Le village de Hennezel, entre Darney et Bains-les-Bains, abrite un musée qui retrace l’histoire de la région à partir des objets produits par les verreries, fleurons de son passé.
Au cœur de la forêt de Darney, à Hennezel, l’ancienne maison de maître du dernier patron de la verrerie de Clairey a retrouvé une deuxième jeunesse. Depuis 1986, une poignée de passionnés, membres de l’association Saône-Lorraine, s’efforcent de redonner vie au lieu transformé en musée du fer, du bois et du verre. Bernard et Arlette Delémontey sont de ceux-là. Chaque année, ils organisent des expositions temporaires qui viennent compléter les collections de leur petit musée de quatre salles.
Jusqu’au 31 octobre, « Opalines et verres moulés » propose de se plonger dans le passé de la région et de découvrir les richesses artistiques créées par les verriers et autres créateurs. « La plupart des objets présentés ici proviennent de dons », relève Bernard Delémontey, qui sert de guide aux 3000 touristes qui franchissent la porte du musée chaque année. Verres, carafes, bouteilles, palets et chiques pour les enfants, vase de nuit, entonnoir, tous les objets du quotidien sortis des verreries proches sont exposés dans des vitrines. Verres soufflés (à la bouche), ou moulés à la main, transparents ou colorés. Les époux Delémontey savent tout sur ces pièces qui ont parfois nécessité de longues recherches pour en certifier l’origine.
À côté des vitrines d’exposition, les bénévoles ont aussi reconstitué des maquettes des forges ou de l’atelier de menuiserie. Les travaux de broderie des femmes viennent compléter le musée, dont la visite se termine par une histoire plus récente celle-là, et beaucoup plus douloureuse : la salle de la résistance est consacrée au maquis de Grandrupt et à l’abbé Mathis. Tous les résistants qui avaient trouvé refuge dans ce coin de forêt entre 1943 et 1944 ont été déportés.

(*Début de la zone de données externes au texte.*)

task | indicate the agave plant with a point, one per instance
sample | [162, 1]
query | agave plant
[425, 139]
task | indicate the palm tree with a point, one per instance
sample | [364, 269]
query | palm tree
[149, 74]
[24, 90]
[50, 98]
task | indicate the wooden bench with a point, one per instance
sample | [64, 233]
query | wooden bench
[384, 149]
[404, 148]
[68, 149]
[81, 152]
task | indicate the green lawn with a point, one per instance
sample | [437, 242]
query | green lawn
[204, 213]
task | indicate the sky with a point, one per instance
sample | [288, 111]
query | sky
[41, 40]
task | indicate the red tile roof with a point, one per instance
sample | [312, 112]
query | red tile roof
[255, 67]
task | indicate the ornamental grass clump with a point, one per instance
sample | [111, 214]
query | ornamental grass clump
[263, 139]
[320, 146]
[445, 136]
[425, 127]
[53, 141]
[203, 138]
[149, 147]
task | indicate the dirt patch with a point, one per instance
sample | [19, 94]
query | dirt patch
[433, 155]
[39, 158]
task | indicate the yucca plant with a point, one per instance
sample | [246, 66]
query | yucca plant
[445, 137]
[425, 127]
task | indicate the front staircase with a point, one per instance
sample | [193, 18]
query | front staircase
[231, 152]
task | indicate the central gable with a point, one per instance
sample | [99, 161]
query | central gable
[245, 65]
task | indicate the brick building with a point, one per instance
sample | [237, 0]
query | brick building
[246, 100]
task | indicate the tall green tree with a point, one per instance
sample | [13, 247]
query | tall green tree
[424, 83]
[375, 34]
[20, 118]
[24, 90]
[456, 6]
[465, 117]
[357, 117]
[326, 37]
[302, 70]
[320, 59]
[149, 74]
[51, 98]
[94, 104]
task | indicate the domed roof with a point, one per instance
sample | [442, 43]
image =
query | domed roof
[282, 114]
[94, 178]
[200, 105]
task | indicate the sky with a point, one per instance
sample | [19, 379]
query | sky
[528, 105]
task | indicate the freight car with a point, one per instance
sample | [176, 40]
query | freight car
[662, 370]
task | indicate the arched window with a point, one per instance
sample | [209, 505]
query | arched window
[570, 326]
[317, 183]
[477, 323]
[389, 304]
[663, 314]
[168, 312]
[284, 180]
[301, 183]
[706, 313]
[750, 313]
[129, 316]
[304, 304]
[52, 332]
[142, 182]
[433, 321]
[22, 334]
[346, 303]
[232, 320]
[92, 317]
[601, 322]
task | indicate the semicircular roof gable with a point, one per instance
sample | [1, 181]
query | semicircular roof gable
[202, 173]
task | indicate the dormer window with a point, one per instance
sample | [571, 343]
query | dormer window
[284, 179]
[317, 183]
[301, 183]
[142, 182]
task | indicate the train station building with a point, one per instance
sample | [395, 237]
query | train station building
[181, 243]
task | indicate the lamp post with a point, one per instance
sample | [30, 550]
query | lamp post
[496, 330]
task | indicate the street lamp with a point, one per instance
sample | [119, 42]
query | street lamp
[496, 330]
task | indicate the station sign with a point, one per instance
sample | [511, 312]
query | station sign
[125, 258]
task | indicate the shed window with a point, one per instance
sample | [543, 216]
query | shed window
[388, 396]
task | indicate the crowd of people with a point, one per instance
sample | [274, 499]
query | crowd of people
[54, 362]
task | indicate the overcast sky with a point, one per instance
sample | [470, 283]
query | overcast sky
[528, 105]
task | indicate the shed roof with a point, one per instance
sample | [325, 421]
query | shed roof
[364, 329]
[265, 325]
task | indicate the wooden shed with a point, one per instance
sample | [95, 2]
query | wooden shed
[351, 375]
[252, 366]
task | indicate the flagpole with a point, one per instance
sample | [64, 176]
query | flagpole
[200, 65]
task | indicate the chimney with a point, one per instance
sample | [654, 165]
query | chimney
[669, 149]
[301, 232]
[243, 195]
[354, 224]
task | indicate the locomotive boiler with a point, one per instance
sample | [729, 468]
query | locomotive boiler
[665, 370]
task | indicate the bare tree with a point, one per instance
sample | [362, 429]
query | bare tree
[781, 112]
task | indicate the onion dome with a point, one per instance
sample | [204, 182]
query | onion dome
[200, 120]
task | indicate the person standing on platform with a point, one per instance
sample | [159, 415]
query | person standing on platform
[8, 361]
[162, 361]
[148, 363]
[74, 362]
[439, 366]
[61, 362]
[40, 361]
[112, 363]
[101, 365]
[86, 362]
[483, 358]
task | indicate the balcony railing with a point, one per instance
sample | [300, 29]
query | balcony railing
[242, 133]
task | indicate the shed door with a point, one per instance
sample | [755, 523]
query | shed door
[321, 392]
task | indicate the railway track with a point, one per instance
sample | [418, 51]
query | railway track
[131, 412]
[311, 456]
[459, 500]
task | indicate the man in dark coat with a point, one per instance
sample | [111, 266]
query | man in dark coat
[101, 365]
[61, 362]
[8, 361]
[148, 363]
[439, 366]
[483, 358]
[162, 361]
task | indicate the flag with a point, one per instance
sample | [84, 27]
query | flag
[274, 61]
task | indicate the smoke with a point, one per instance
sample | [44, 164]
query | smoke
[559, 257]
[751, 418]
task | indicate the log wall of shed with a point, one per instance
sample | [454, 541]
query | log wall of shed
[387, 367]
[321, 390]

Les premières traces d’une verrerie à Clairey remontent avant le milieu du XVIe siècle. On sait qu’en 1555, une verrerie, officielle celle-là, a vu le jour sur les fondations d’une autre, plus ancienne. Dans un temps assez imprécis, on sait qu’un duc de Lorraine a fait venir de Bohème des verriers qui trouvaient dans les forêts vosgiennes tout ce dont ils avaient besoin : du bois pour se chauffer et construire, du sable pour le verre et des espaces pour s’installer.
L’époque était alors au temps des cathédrales et la fabrication de verres à vitres et à vitraux était alors en pleine expansion. Le secteur comptait alors 23 verreries de type familial (Lichecourt, Bleurville, Planchotte, La Rochère, etc.). Mais même l’édification de structures religieuses ne ralentit pas les velléités de combat des hommes. Les guerres de religion, la guerre de Trente Ans et plus tard la Révolution ont eu raison de l’économie de la région et des implantations des verriers, également touchés par l’abolition des privilèges.
Plus tard, les verriers ont tenté de s’implanter à nouveau mais les temps avaient changé. Fini les vitraux et les arts sacrés, il a fallu trouver des reconversions. Certains se sont alors lancés dans la fabrication de bouteilles pour l’eau-de-vie, notamment la cerise de Fougerolles. Au début du XVIIIe siècle, des artisans venus de Suisse et du nord de la Lorraine se sont lancés dans la gobeleterie et la production à grande échelle. La verrerie de Clairey a fermé définitivement ses portes le 28 juin 1952. Elle comptait, outre une scierie attenante, des logements pour les ouvriers, une école pour leurs enfants et une crèche, sur le modèle des entreprises paternalistes.
Léon Logerot (1844-1924) était un des meilleurs graveurs, tailleurs et peintres de la verrerie de Clairey. Un artiste multifacette dont l’œuvre tient particulièrement à cœur à Bernard Delémontey. Pour lui, le clou du musée est ce petit serviteur de nuit à poser sur une table de chevet. Composé d’une carafe et d’un gobelet en verre vert, il a été fabriqué par Léon Logerot à la fin du XIXe siècle à Clairey. Une identification formelle rendue possible grâce aux catalogues édités par les verreries. En effet, peu d’œuvres étaient poinçonnées, la majorité d’entre elles ne comportaient qu’une petite étiquette en papier, perdue ou détériorée au fil du temps.